Avviene un cambiamento, e avviene senza che se ne capisca il motivo, senza che la teoria a supporto possa spiegarlo, dimostrando, o almeno suscitando qualche dubbio e legittime perplessità, sul fatto che si ignora semplicemente il motivo di un cambiamento terapeutico, e che, con ogni probabilità, nell'ipnosi questo appartiene più al paziente che all'ipnotista.
Chertok prima tenta di spiegare, anzi di spiegare nuovamente, la storia che porta da Mesmer a Freud, dall'ipnosi alla psicoanalisi, ma quest'ultima si mostra poco interessata e reprime l'intera faccenda.

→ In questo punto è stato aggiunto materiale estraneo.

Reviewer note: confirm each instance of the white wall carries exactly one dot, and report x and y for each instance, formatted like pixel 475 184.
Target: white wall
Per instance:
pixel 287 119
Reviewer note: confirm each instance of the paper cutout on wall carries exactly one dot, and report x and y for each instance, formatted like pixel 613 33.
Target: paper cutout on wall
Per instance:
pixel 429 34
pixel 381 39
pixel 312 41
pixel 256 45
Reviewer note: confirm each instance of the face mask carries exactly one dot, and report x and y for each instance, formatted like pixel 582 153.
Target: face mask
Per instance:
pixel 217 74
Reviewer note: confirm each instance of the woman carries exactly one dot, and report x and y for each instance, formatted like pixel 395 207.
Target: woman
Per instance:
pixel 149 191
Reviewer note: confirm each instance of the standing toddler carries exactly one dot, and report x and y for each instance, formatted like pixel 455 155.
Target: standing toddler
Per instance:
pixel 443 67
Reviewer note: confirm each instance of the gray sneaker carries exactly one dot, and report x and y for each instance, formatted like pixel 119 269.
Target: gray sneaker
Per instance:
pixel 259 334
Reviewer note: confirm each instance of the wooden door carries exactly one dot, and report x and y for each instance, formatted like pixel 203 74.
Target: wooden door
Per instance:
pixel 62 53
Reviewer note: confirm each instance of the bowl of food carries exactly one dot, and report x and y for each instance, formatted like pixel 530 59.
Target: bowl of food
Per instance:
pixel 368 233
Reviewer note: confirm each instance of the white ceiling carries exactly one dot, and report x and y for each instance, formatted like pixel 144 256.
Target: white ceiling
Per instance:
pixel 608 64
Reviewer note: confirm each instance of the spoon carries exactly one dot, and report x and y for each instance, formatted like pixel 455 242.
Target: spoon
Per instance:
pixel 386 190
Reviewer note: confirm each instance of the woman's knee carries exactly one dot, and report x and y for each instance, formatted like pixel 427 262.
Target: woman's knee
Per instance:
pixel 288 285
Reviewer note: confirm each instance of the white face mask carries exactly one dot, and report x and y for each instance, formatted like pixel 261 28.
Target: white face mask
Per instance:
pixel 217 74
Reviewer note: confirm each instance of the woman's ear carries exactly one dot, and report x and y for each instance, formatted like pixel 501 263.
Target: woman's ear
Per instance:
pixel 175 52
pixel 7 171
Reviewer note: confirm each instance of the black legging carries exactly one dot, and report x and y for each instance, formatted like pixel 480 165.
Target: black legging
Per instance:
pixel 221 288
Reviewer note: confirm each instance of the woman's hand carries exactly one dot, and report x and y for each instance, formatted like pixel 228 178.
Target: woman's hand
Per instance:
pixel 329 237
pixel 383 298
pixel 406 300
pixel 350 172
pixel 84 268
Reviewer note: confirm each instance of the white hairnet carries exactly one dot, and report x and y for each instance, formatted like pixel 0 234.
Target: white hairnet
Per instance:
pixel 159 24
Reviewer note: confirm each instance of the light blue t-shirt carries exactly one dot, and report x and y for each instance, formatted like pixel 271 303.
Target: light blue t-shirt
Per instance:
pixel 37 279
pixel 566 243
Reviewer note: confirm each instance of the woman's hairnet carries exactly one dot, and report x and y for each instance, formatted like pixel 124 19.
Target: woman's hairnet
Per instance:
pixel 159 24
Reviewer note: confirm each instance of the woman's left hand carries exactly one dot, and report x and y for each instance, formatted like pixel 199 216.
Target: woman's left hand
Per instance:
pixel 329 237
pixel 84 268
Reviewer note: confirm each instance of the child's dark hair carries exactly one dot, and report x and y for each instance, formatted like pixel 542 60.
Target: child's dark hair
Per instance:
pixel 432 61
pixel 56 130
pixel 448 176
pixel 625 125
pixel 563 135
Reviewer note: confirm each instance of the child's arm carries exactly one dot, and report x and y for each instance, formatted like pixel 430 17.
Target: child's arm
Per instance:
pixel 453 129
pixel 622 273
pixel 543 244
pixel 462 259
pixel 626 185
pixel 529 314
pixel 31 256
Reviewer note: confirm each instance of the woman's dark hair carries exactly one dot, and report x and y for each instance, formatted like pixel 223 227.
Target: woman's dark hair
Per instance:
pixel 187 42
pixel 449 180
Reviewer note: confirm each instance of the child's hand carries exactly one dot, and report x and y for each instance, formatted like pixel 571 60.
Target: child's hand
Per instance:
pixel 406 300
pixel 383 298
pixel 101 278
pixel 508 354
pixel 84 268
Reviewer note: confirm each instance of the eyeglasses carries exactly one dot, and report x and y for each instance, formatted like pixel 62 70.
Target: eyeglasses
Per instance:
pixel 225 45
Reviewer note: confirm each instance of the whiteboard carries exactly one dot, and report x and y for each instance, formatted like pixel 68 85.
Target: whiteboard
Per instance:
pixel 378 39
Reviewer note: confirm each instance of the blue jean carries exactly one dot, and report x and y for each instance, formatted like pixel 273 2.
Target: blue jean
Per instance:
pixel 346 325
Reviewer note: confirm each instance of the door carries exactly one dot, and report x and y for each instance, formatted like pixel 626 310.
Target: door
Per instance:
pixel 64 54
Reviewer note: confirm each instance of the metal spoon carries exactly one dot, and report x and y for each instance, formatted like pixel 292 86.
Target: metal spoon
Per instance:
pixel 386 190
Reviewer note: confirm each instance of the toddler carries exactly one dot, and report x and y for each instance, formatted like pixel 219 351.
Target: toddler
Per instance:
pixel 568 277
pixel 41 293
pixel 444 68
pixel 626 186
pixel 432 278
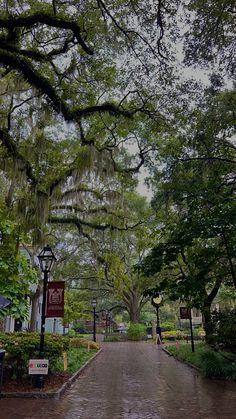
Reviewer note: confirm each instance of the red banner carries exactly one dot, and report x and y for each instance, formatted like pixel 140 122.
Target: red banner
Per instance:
pixel 184 313
pixel 55 299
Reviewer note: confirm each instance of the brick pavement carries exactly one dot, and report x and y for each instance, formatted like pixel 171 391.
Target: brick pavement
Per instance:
pixel 133 381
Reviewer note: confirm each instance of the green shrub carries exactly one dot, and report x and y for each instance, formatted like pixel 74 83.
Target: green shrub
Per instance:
pixel 178 334
pixel 212 364
pixel 76 358
pixel 224 326
pixel 136 331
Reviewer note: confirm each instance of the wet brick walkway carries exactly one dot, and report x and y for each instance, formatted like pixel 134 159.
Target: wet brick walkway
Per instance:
pixel 133 381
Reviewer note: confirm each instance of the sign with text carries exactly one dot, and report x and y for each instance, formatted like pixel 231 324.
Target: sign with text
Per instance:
pixel 55 299
pixel 184 313
pixel 38 366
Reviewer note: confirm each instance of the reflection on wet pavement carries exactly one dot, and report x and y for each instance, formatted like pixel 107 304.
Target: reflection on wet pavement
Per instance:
pixel 133 381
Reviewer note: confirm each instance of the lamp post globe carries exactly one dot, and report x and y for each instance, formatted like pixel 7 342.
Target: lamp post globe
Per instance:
pixel 46 261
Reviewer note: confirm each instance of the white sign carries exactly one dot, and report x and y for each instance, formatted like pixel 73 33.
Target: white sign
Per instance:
pixel 38 366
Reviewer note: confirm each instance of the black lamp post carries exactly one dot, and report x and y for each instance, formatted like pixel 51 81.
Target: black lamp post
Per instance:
pixel 46 260
pixel 156 301
pixel 94 303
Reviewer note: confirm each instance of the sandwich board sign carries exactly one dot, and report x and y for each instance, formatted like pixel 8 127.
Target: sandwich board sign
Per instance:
pixel 38 366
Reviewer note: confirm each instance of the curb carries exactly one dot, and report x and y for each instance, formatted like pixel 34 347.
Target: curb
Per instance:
pixel 56 395
pixel 183 362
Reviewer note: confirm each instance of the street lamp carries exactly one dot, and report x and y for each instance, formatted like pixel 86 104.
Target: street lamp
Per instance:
pixel 46 261
pixel 156 301
pixel 94 303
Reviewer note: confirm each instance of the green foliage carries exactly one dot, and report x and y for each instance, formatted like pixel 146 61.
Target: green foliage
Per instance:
pixel 136 331
pixel 22 346
pixel 212 364
pixel 77 357
pixel 16 274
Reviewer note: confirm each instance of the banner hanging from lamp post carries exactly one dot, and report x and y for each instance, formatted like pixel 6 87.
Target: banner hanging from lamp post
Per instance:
pixel 184 313
pixel 55 299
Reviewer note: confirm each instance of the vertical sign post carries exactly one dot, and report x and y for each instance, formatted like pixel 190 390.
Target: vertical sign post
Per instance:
pixel 185 313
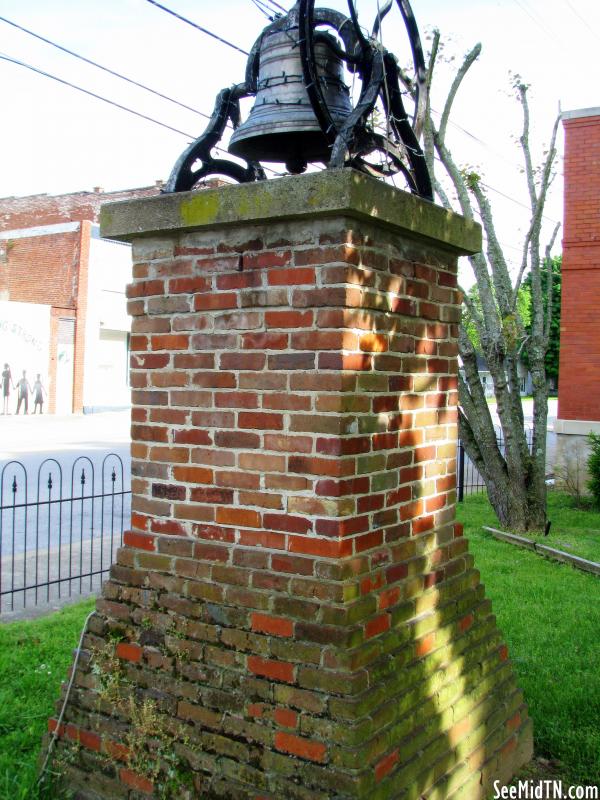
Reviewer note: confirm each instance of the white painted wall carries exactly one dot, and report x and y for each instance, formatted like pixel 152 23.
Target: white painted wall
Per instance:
pixel 25 342
pixel 107 327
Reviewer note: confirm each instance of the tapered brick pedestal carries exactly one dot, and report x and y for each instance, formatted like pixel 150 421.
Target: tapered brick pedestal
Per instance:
pixel 295 598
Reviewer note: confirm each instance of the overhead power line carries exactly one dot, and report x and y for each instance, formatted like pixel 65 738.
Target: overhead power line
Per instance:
pixel 191 136
pixel 93 94
pixel 198 27
pixel 582 20
pixel 102 67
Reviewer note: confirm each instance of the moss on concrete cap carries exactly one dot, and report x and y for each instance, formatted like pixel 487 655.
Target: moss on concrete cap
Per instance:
pixel 329 193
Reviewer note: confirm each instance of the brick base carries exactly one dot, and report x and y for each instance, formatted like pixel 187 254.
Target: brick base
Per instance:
pixel 294 613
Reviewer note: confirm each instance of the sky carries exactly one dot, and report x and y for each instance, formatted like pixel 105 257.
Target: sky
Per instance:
pixel 56 140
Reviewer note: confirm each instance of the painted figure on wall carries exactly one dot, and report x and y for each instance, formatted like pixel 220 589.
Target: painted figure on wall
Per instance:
pixel 24 390
pixel 7 381
pixel 38 394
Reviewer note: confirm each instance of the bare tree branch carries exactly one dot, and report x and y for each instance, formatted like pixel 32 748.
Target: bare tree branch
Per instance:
pixel 458 79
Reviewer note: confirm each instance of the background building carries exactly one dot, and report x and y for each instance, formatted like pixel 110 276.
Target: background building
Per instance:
pixel 579 371
pixel 62 299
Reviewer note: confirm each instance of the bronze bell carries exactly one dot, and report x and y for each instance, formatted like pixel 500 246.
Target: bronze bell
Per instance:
pixel 282 120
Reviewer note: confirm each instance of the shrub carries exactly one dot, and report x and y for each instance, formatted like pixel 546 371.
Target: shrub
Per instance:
pixel 594 466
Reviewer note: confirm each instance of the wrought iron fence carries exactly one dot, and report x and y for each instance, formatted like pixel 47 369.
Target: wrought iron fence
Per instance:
pixel 468 478
pixel 59 533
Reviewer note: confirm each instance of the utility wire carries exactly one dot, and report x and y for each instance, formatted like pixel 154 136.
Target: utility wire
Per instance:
pixel 191 136
pixel 102 67
pixel 93 94
pixel 582 20
pixel 273 2
pixel 198 27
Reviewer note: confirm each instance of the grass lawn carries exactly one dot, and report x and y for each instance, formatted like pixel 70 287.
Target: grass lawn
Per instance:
pixel 34 659
pixel 574 530
pixel 549 614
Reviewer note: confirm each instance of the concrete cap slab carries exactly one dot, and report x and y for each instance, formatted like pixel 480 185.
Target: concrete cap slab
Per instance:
pixel 344 192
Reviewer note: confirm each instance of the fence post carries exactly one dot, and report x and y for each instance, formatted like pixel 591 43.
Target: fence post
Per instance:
pixel 461 472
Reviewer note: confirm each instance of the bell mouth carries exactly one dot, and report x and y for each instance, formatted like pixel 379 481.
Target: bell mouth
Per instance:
pixel 284 147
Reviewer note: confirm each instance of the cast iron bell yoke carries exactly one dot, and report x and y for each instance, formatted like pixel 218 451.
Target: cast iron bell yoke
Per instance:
pixel 303 111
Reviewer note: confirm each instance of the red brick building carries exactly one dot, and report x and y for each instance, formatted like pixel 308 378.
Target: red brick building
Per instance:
pixel 48 247
pixel 579 374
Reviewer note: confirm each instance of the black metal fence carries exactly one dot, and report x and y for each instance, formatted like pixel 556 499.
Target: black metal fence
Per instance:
pixel 59 532
pixel 468 478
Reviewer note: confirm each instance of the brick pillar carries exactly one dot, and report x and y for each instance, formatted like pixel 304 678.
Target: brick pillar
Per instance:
pixel 579 372
pixel 85 233
pixel 294 603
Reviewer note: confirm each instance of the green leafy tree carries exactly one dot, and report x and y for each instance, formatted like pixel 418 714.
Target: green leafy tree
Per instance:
pixel 594 467
pixel 496 315
pixel 553 298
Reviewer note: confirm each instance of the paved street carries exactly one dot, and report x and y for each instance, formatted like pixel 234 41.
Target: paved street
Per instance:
pixel 74 536
pixel 62 537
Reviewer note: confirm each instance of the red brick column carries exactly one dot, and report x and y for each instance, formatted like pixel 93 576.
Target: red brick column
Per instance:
pixel 85 233
pixel 295 597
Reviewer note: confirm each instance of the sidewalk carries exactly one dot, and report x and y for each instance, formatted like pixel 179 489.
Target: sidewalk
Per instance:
pixel 35 433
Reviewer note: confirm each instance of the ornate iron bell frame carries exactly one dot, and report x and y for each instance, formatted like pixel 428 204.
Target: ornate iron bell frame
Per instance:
pixel 353 140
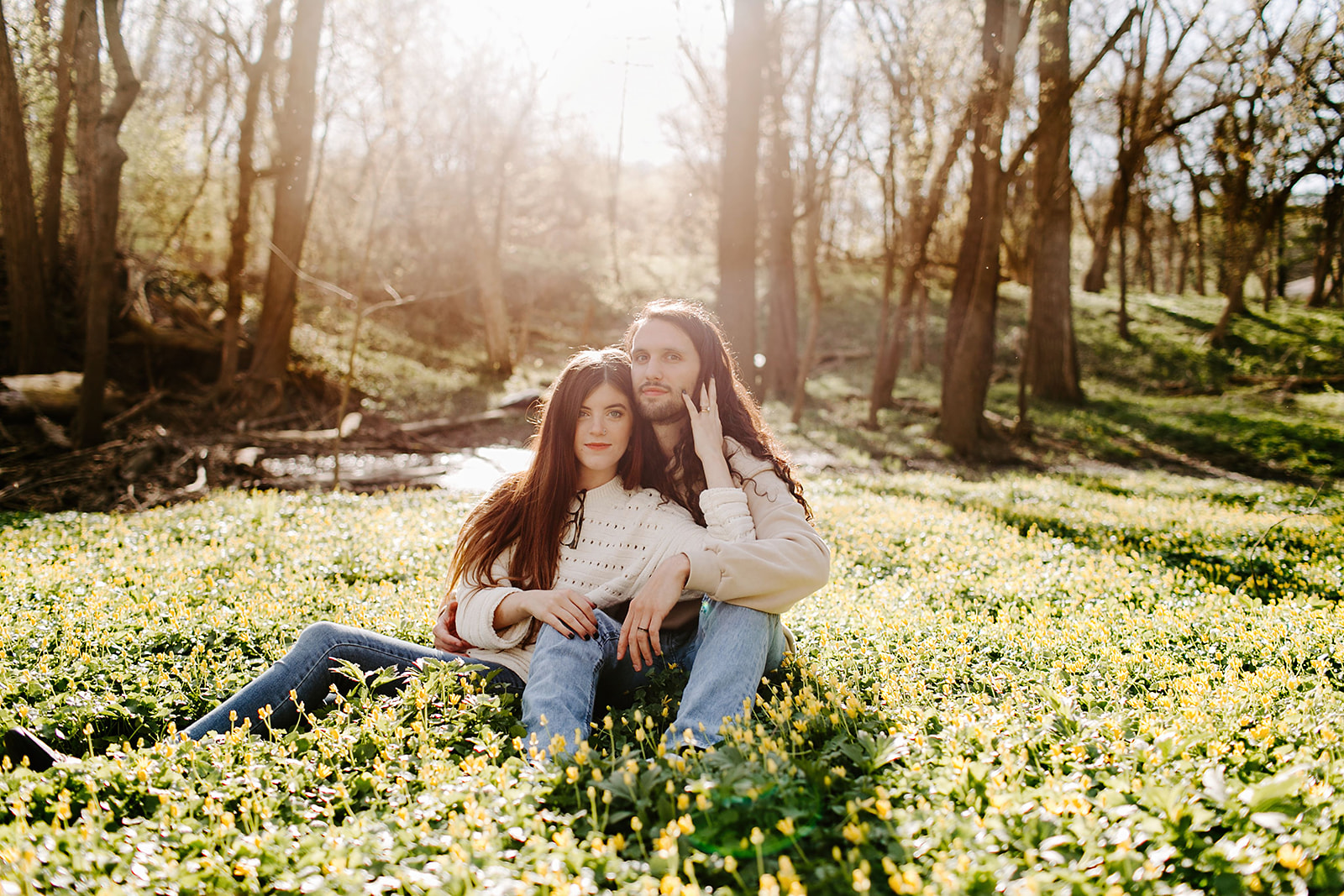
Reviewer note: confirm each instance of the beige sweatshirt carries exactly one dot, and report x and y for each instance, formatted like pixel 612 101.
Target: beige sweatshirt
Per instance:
pixel 622 539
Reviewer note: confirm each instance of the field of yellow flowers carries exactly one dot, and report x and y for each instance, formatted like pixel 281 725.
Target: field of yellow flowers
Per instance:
pixel 1122 684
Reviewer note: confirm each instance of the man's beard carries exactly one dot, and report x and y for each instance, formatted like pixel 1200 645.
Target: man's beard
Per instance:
pixel 662 409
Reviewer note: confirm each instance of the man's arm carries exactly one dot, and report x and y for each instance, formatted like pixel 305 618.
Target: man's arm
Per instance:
pixel 786 562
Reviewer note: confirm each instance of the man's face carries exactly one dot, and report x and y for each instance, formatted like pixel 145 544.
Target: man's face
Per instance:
pixel 663 364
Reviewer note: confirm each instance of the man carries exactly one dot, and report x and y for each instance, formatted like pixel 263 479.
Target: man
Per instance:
pixel 732 638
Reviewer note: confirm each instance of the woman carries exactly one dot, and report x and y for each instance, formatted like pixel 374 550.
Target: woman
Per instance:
pixel 570 533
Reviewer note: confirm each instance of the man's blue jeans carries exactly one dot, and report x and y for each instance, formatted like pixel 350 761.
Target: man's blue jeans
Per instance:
pixel 726 652
pixel 309 671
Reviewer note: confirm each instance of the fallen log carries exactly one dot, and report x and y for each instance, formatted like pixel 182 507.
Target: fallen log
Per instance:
pixel 51 394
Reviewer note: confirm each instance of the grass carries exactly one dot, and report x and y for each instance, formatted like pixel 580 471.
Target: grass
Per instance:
pixel 1122 683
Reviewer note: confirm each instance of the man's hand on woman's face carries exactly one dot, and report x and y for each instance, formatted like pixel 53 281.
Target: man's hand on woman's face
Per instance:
pixel 707 434
pixel 648 609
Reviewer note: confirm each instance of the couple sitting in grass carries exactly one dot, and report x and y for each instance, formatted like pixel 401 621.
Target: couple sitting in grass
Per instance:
pixel 656 524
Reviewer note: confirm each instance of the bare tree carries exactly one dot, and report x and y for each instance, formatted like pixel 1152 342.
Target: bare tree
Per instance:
pixel 257 70
pixel 30 331
pixel 1050 358
pixel 820 147
pixel 292 167
pixel 104 281
pixel 916 170
pixel 968 351
pixel 57 141
pixel 1273 134
pixel 1146 112
pixel 781 367
pixel 1328 244
pixel 738 191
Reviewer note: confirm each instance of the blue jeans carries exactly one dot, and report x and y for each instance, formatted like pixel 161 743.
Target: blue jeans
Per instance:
pixel 308 671
pixel 727 652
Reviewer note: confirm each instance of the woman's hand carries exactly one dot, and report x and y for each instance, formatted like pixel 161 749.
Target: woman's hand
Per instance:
pixel 445 631
pixel 707 436
pixel 566 610
pixel 648 609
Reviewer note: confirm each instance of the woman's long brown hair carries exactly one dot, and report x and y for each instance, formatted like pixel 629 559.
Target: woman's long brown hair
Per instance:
pixel 531 510
pixel 682 477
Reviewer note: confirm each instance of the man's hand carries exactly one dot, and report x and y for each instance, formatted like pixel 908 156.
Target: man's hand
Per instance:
pixel 445 631
pixel 707 436
pixel 648 609
pixel 566 610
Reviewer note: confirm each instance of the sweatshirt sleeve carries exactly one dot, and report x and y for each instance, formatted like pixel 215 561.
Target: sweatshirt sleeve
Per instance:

Non vuole ricordare né ripensare. Forse la psicoanalisi sia un tentativo vasto e articolato di evitare le domande poste dall'ipnosi, ma io non lo credo.
Però credo che quello presentato da Chertok sia chiaramente un successo dell'ipnosi, e se non è una vittoria nei confronti della psicoanalisi, è almeno un modo per ricordarci che esistono modi alternativi di concepire il funzionamento della mente e di risolverne i conflitti.